Re: Link Assertions, Lookups, and Query Performance in Scripts

Bill_French · ‎Sep 13, 2021

Indeed, views provide a very powerful way to scope and optimize access to data. However, they cannot be dynamically altered to achieve what I consider hyper-performant script processes. Here’s an example…

Imagine a table (a) with a view and when a record enters that view, search another table (b) that has 45,000 records in it for a single matching key so that a linkage can be established in (a) to (b).

I’m not an expert in all manners of Airtable scripting, but I think the only way to do this is to iterate across the 45000 records in table (b) to locate the record ID such that the linkage can be updated in table (a). Ironically, searching for discussions about this place me in the commentary mix here. And even then, I’m not sure I expressed the issues succinctly.

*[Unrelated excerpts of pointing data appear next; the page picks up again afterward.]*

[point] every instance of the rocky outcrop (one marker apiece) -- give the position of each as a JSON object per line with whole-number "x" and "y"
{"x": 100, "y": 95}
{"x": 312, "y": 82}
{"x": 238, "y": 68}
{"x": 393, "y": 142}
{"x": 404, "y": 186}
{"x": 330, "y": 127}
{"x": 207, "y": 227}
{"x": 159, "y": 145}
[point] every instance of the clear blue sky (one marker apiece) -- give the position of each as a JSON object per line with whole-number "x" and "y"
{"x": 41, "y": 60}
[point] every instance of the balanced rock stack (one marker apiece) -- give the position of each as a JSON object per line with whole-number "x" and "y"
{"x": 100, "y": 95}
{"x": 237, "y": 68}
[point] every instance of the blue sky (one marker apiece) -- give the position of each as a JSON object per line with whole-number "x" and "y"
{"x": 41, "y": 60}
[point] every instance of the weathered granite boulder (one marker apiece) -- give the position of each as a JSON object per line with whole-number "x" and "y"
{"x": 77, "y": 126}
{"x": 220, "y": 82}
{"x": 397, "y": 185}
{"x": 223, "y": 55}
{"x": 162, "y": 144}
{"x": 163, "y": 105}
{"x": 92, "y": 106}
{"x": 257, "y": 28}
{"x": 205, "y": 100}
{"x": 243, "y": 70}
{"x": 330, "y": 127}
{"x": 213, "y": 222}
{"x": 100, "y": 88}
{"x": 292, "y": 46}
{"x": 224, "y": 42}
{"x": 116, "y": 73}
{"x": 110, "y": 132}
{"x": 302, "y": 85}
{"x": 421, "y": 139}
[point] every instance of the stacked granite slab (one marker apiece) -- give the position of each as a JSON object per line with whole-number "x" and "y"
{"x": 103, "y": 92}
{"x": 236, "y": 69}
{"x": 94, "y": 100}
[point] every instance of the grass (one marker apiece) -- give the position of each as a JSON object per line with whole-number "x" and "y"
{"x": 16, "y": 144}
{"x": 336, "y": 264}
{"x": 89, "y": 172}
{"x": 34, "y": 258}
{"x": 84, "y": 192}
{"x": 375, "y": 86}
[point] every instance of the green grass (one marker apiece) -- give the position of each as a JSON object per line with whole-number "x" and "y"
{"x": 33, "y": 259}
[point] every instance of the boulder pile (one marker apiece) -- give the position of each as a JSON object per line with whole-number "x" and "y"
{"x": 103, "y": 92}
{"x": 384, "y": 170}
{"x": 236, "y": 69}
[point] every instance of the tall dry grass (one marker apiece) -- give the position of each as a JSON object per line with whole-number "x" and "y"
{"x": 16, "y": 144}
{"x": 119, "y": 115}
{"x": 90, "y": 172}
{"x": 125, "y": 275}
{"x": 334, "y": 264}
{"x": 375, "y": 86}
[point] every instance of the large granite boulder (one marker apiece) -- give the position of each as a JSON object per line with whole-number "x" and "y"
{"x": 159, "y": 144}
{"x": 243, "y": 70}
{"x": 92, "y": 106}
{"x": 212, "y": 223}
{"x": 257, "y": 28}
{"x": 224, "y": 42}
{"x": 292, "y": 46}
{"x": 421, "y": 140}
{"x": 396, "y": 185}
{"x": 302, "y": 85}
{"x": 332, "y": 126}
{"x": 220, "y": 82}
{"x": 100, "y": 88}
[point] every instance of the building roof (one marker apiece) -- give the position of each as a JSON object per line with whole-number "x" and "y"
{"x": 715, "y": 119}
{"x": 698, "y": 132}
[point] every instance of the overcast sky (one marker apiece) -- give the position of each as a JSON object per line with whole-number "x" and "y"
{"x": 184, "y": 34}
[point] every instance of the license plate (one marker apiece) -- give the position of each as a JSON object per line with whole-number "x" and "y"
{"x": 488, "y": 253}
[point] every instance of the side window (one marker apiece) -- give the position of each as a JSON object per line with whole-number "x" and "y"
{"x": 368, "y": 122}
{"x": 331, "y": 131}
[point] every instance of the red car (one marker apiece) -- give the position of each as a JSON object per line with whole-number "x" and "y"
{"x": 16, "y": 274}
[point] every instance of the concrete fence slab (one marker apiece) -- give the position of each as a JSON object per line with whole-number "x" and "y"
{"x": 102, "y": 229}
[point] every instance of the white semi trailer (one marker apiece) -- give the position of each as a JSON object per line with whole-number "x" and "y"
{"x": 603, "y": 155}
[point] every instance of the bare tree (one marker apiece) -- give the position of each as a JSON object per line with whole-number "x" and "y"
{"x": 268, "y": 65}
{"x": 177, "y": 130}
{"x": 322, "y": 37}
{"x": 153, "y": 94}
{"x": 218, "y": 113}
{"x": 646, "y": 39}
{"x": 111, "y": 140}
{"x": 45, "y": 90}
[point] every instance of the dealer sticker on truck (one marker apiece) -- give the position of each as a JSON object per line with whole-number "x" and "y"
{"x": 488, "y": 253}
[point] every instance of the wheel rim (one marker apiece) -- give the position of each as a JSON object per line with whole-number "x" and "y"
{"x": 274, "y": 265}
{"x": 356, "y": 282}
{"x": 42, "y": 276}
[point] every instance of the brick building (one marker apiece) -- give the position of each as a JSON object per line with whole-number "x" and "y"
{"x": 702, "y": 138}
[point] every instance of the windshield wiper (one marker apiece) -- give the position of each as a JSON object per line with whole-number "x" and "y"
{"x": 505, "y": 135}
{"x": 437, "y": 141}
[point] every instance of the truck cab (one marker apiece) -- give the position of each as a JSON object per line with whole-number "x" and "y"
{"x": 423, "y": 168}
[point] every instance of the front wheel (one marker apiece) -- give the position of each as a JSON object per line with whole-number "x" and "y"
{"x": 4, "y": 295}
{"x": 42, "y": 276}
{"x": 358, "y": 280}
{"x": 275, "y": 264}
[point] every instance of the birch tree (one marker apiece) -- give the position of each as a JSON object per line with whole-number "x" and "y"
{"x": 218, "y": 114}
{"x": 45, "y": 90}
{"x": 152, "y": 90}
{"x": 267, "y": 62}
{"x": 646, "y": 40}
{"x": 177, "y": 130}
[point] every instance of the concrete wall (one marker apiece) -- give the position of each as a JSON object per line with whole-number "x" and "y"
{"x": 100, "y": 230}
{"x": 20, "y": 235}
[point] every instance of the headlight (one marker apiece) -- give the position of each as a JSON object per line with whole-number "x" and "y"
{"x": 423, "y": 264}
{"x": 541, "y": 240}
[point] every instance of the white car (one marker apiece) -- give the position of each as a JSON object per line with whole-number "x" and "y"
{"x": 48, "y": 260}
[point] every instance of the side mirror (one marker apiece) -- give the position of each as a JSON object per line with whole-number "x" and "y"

Two ideas come to mind when presented with this quandary -

Ideally, there should be a searchRecordsAsync() method that uses the internal search capabilities to return a record (or record collection) given a field or record-level query. It would function largely like a dynamic view.
Less than ideal, but likely even faster than search would be, a way to create and maintain arbitrary hash indices (like an inverted index) that can be loaded quickly instead of entire tables followed by a filter across all records. Indeed, we need a direct pointer much the way we used to find data in assembly code using registers circa 1982. :winking_face:

When presented with this challenge I use the approach shown below. It’s ideal in that it’s very fast and how fast depends on the data set and the types of lookups you need to perform. This example approach assumes we need only the record ID to establish a link, and it also assumes the link is based on a single key value. Performance, of course, will vary depending on the number of fields one might need access to for additional processing logic or record updates.

In any case, the analytics speak for themselves - this approach is 6.5 times faster for ~20,000 records and a sizeable 14.5 times faster for approximately 49,000 records. This is not surprising since Airtable typically bogs down the closer you get to 50,000 records.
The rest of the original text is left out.